InterCaribbean Airways inaugurated a nonstop service between Barbados and Jamaica, with Minister of Foreign Affairs and Foreign Trade Kerrie Symmonds framing the event early Wednesday afternoon as a “missing link” for direct travel between the two countries.
Joined by Barbados Tourism Marketing Inc. (BTMI) officials in welcoming the flight from Kingston just before 2 p.m. on Wednesday, the minister declared that easy access to intraregional travel must remain a high-priority target for all Caribbean countries.
He recalled an October 2023 conference on regional connectivity by the Association of Caribbean States (ACS) that demonstrated the region’s transit challenges.
“The region had a connectivity conference in Martinique,” said Symmonds. “It was really a platform where thinkers of these issues that we have discussed today very casually – how we connect for the purposes of tourism and recreational travel, how we connect for the purposes of our economic development and our commerce in this region, both by way of air and, of course, sea, and how we treat to these issues.
“Quite frankly, the Caribbean has had a challenge of connectivity. InterCaribbean has come into this southern Caribbean region, and helped us solve some major problems that we have been confronted with.”

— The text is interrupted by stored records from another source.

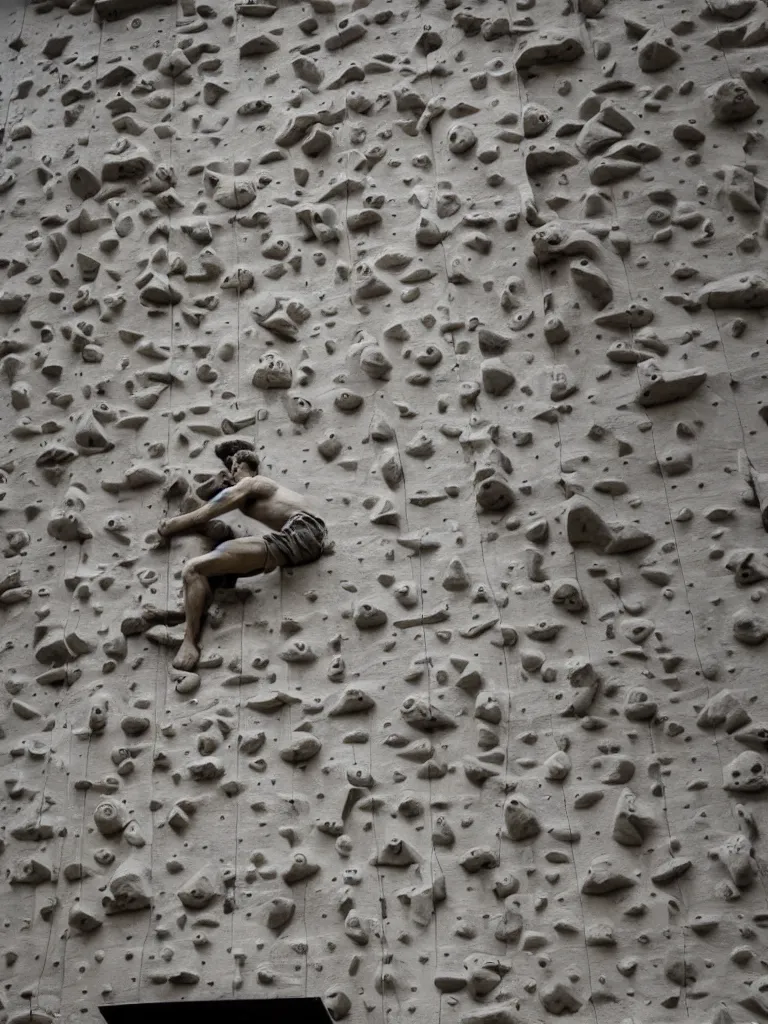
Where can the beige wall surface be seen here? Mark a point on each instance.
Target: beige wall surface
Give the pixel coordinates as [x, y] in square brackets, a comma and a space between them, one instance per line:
[484, 284]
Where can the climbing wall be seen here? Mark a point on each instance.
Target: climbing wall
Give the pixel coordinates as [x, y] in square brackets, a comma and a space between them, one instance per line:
[486, 281]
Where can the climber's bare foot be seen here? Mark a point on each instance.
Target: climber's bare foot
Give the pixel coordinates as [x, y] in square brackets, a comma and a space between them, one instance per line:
[187, 656]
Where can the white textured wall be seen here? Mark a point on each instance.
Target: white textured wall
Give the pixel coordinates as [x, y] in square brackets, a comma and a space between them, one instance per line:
[387, 178]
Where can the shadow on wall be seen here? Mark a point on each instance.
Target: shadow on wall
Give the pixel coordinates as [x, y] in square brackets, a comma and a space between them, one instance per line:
[309, 1011]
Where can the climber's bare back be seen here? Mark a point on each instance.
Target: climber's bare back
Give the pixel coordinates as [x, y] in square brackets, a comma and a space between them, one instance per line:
[267, 502]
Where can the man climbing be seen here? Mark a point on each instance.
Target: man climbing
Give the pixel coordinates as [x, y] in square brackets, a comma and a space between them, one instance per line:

Symmonds emphasised that the Martinique forum left officials with a strong desire to collaborate not only in the region but also internationally, to make connectivity a reality.
The foreign minister also said two upcoming international events in Barbados –a meeting of the United Nations Conference on Trade and Development (UNCTAD) and International Cricket Council T20 World Cup Finals events – served to realise the island’s goal of becoming a major regional transit hub.
“[The UNCTAD] global conference will have as one of its thematic areas the question of logistics. Again, this country is positioning itself as a logistical hub for the southern Caribbean, and I have absolutely no doubt that interCaribbean will play a meaningful part in the process as well.
“Shortly after that, we will have World Cup Cricket where we will host the finals and, again, part of what we must do is to move the people of this region so that we can enjoy the sports of the region and the hospitality that each country has to offer,” he said.
Meanwhile, Symmonds said that the new flight also provided Barbadians with a new link to Cuba, considering that the airline now operates direct flights from Jamaica to its Spanish-speaking neighbour. This, he argued, bodes well for greater collaboration with Havana.
“The connection to Havana, Cuba, is also virtually immediate once you get to Jamaica, empowering our people and empowering our business community now to unleash its potential in a relationship with Cuba which has been nothing but good to those of us in the Southern [and] Eastern Caribbean as a whole,” the foreign minister declared.